Framing the Enemy: Turkish paintings of Gallipoli as cross-cultural exchange

 

Since 1915 Australian and Turkish cultural relations have been underscored by the events of the Gallipoli campaign, in which the two nations met for the first time on the world stage as enemies. For both nations, the imaging of the other has been an integral component of the definition of self identity. However, little critical attention has been paid to artistic visualisations of the Gallipoli campaign and the role of visual culture in composing these national mythologies. In particular, in Australian historical studies, no attempt has been made to study the mobilisation of Gallipoli in Turkish visual culture as a symbol of cross-cultural communication.

 

This paper examines Turkish paintings of Gallipoli and how the campaign is used in visual culture as a tool for cross-cultural exchange.
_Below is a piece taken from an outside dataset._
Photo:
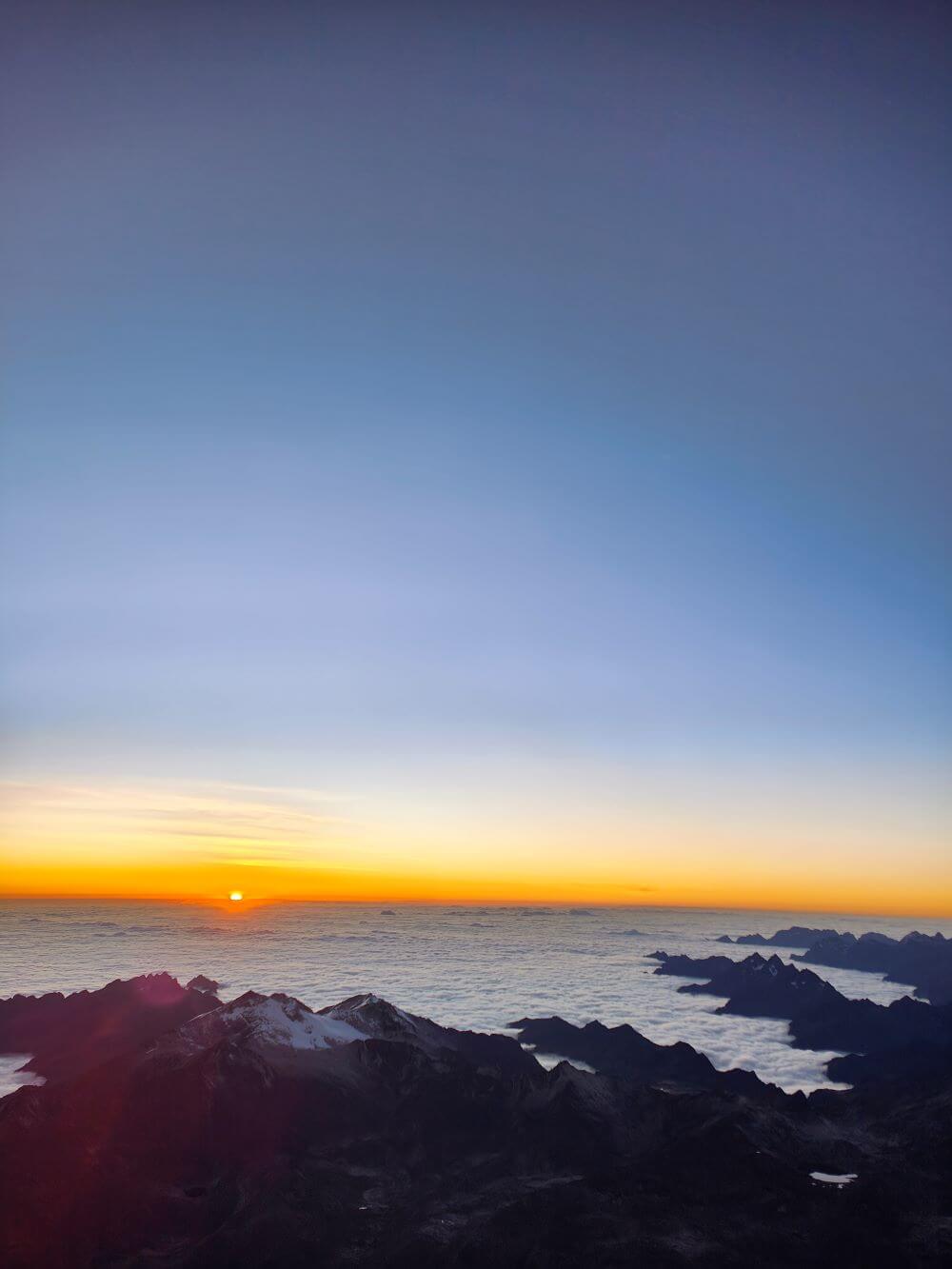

In modern Turkish historical discourse, Gallipoli is symbolically seen as the proving ground of Mustafa Kemal Atatürk, founder of modern Turkey, and a prolepsis for the establishment of the new republic. However this view reductively ignores the myriad complex social and political forces at play within the late Ottoman state that was forced to balance the need to modernise against the need to preserve cultural autonomy.

 

With a particular focus on an exhibition of Turkish paintings shown in Vienna in 1918, this paper illustrates how Gallipoli was initially mobilised in the Ottoman era as a tactic to speak back against western imperialist clichés that were the staple of the Orientalist discourse. It argues for a more nuanced reconsideration of the emergence of a modern Turkish identity in the late Ottoman era and aims to show how Gallipoli was mythologised by Turkish Modernists as a site at which the Turks were able to both compete with modern Western cultures, yet simultaneously maintain a sense of spiritual sovereignty.

 

 

 

Andrew Yip - Biography

 

Andrew Yip completed his Bachelor of Arts degree at the University of Sydney, graduating with first class honours in Art History and Theory in 2004. His PhD thesis, entitled A Portrait of a Nation as a Young Man: Australian and Turkish Images of Gallipoli, currently being completed at the department of Art History and Theory, University of Sydney, will be the first cross-cultural comparison of the visual culture of the Gallipoli campaign and its influence on Australian and Turkish cultural mythologies. In 2006, Andrew was a recipient of the inaugural Australian Government Endeavour Award (Turkey) and spent a year in Istanbul researching Turkish soldier artists, studying at Boğaziçi University. In 2007 he assisted with the organisation of Immigrants as Citizens, a conference focusing on issues of Turkish culture and migration. In 2007 he also curated an exhibition of Australian-Turkish artists entitled Anatolian Dreams.